Colômbia, Peru e Paraguai
Segundo informações do site da empresa, em 2012 a Prosegur ocupava o terceiro lugar no mundo entre as companhias privadas especializadas em soluções de segurança. Emprega aproximadamente 150 mil trabalhadores, tem 400 filiais e está presente em 16 países.

Na Colômbia, segundo o documento da Uni Global Union, entre as práticas antissindicais estão "a oferta de benefícios econômicos importantes para aqueles trabalhadores que deixavam os sindicatos, e as punições aos ativistas sindicais por suas transgressões". O dossiê da organização sindical internacional também informa que a "Prosegur implementou uma tática de 'dividir e conquistar', distribuindo crachás com a mensagem Grupo do UM para que os trabalhadores que apoiavam a empresa os usassem".

Em 2010, diz o relatório, a empresa criou um pacto coletivo, assinado apenas por não sindicalizados, "uma ferramenta utilizada pelos empregadores para dar um salário melhor e mais benefícios aos empregados não sindicalizados". A entidade afirma que na Colômbia tais pactos são legítimos, mas têm restrições. "Por exemplo, é ilegal que um pacto coletivo dê condições superiores às condições negociadas nos acordos coletivos com o empregador. Em outras palavras, não podem sabotar os acordos coletivos existentes. Porém, isso é exatamente o que a Prosegur fez com seu pacto coletivo", afirma a Uni Global Union, constatando que a empresa "destruiu o sindicato"..
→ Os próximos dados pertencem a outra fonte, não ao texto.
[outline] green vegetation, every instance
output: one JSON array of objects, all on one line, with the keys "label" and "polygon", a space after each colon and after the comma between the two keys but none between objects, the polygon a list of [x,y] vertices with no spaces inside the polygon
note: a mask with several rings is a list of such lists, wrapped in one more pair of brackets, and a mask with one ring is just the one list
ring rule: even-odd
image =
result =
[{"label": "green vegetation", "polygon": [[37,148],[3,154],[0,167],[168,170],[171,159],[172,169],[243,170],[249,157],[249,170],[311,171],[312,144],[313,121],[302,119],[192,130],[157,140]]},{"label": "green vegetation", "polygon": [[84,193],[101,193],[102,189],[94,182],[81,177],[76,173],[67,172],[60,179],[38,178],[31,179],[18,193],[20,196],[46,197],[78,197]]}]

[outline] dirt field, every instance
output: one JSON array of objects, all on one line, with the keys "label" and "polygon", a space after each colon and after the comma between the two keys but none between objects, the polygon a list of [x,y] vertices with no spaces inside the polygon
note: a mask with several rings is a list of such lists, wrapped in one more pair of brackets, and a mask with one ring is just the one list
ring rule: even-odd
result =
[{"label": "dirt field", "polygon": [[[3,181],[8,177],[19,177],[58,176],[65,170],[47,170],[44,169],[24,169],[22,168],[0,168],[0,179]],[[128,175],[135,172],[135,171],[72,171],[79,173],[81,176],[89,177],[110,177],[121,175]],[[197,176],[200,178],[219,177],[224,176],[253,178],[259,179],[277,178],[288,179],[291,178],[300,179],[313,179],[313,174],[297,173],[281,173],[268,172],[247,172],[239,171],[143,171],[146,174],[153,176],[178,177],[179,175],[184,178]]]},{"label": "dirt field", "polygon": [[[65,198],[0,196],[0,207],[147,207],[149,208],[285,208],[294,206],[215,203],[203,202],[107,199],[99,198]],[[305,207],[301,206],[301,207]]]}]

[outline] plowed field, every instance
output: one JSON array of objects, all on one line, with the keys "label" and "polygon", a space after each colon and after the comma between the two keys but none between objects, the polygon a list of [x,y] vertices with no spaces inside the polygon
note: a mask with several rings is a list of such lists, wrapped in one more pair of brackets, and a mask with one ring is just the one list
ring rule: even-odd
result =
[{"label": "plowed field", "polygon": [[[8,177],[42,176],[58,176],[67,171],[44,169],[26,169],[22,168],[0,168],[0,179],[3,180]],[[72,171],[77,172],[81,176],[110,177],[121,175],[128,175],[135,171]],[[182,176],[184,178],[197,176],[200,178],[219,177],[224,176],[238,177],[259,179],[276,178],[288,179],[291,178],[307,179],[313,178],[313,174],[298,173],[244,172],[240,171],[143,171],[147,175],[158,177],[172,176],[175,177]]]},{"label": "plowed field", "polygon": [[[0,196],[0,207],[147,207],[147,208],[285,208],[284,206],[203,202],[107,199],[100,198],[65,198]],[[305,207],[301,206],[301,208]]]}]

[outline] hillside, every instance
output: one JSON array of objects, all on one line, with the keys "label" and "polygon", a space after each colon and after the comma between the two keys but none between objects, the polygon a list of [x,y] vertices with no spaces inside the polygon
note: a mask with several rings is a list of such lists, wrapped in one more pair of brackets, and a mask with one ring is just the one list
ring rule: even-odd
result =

Em 2011, a filial da empresa no Paraguai demitiu 327 trabalhadores que participaram de uma greve da categoria. Conforme a denúncia dos sindicalistas, no Peru a empresa assinou um contrato falso para excluir o sindicato e prejudicar a negociação coletiva, além de violar as leis do país, ao utilizar contratos temporários como ferramenta para impedir a organização de sindicatos.
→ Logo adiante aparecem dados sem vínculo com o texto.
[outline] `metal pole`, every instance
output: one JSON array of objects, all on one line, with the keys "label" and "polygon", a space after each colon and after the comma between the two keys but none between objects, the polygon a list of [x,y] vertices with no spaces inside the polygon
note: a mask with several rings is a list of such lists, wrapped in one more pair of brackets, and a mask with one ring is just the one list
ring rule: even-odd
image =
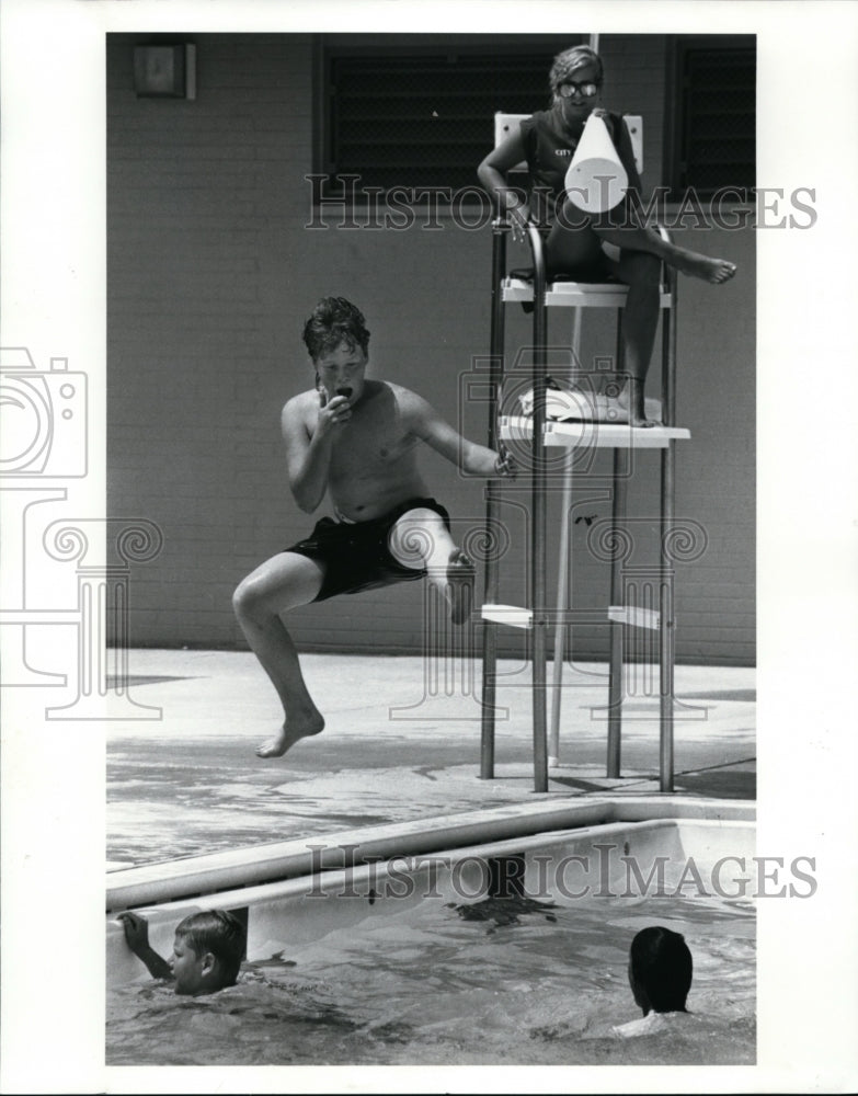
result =
[{"label": "metal pole", "polygon": [[[489,448],[497,448],[497,404],[504,374],[504,311],[502,282],[506,272],[506,221],[499,217],[492,225],[492,329],[489,366]],[[489,480],[485,488],[485,596],[497,601],[500,560],[491,550],[500,510],[500,484]],[[482,733],[480,741],[480,779],[494,778],[494,711],[497,682],[497,626],[483,621],[482,642]]]},{"label": "metal pole", "polygon": [[548,791],[546,741],[546,269],[538,229],[528,225],[534,255],[534,436],[531,445],[530,590],[533,626],[530,654],[534,688],[534,790]]},{"label": "metal pole", "polygon": [[[572,322],[572,359],[577,365],[581,352],[581,319],[582,310],[575,309]],[[560,511],[560,557],[557,566],[557,623],[554,624],[554,663],[551,675],[551,727],[548,733],[548,763],[557,765],[560,761],[560,700],[563,688],[563,662],[565,659],[567,632],[570,627],[565,623],[564,612],[570,607],[570,590],[572,584],[572,530],[570,526],[572,510],[572,468],[574,452],[567,449],[563,467],[563,502]],[[571,648],[571,643],[570,643]]]},{"label": "metal pole", "polygon": [[[662,407],[665,426],[676,421],[676,304],[677,277],[668,270],[671,307],[664,315],[662,324]],[[673,791],[673,741],[674,741],[674,661],[675,623],[673,597],[673,567],[670,558],[670,537],[673,529],[676,495],[674,442],[662,449],[661,477],[661,597],[659,617],[659,672],[660,672],[660,719],[659,719],[659,786],[662,791]]]},{"label": "metal pole", "polygon": [[[617,373],[621,373],[622,361],[622,310],[617,310]],[[622,460],[626,452],[627,459]],[[622,555],[619,552],[621,541],[617,541],[616,532],[626,522],[626,502],[628,494],[628,450],[614,449],[611,533],[615,534],[615,552],[610,561],[610,604],[624,605],[622,592]],[[622,641],[626,626],[619,620],[610,621],[610,662],[608,671],[608,757],[606,775],[617,779],[620,775],[620,742],[622,738]]]}]

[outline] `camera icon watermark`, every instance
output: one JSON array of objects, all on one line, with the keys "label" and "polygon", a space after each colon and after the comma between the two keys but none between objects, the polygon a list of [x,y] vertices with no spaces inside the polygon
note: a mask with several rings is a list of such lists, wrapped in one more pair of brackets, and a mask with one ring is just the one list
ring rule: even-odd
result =
[{"label": "camera icon watermark", "polygon": [[0,475],[87,475],[87,375],[68,358],[44,370],[25,346],[0,349]]},{"label": "camera icon watermark", "polygon": [[87,379],[66,357],[41,370],[25,346],[0,349],[0,687],[71,686],[47,719],[160,719],[129,694],[128,652],[130,571],[159,555],[162,530],[146,518],[57,515],[72,484],[56,480],[88,475]]}]

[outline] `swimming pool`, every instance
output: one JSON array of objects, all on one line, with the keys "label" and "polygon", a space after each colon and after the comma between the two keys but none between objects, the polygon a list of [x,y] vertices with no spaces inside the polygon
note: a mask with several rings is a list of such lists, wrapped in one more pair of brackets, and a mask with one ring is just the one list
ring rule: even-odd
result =
[{"label": "swimming pool", "polygon": [[[641,803],[600,806],[645,813]],[[192,910],[225,905],[247,917],[240,982],[210,997],[176,998],[148,979],[124,949],[114,898],[107,1062],[753,1063],[755,913],[743,882],[753,876],[753,808],[733,803],[713,819],[695,818],[688,801],[673,806],[691,817],[573,818],[455,847],[426,847],[411,824],[401,852],[378,859],[377,835],[334,835],[311,850],[313,874],[138,905],[161,954]],[[501,826],[511,810],[474,813]],[[507,826],[525,825],[525,813],[512,811]],[[536,814],[533,824],[548,817]],[[639,1015],[629,943],[650,924],[682,932],[691,948],[690,1015],[618,1039],[613,1026]]]}]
“Pudemos comprovar diferentes práticas antissindicais nesses países, que são questionadas por seus sindicatos locais e suas centrais sindicais nacionais. A solução é apenas uma: assinar um acordo global com o compromisso de respeitar os direitos sindicais e trabalhistas, onde quer que esteja, e desenvolva suas operações. Os acordos funcionam como uma ferramenta clara para a resolução de conflitos", afirma Adriana Rosenzvaig.

Criada em janeiro de 2000, a UNI tem aproximadamente 900 sindicatos filiados em 150 países. Dos 20 milhões de trabalhadores que a entidade representa, cerca de 2 milhões são do setor de serviços patrimoniais, que inclui a indústria da segurança privada.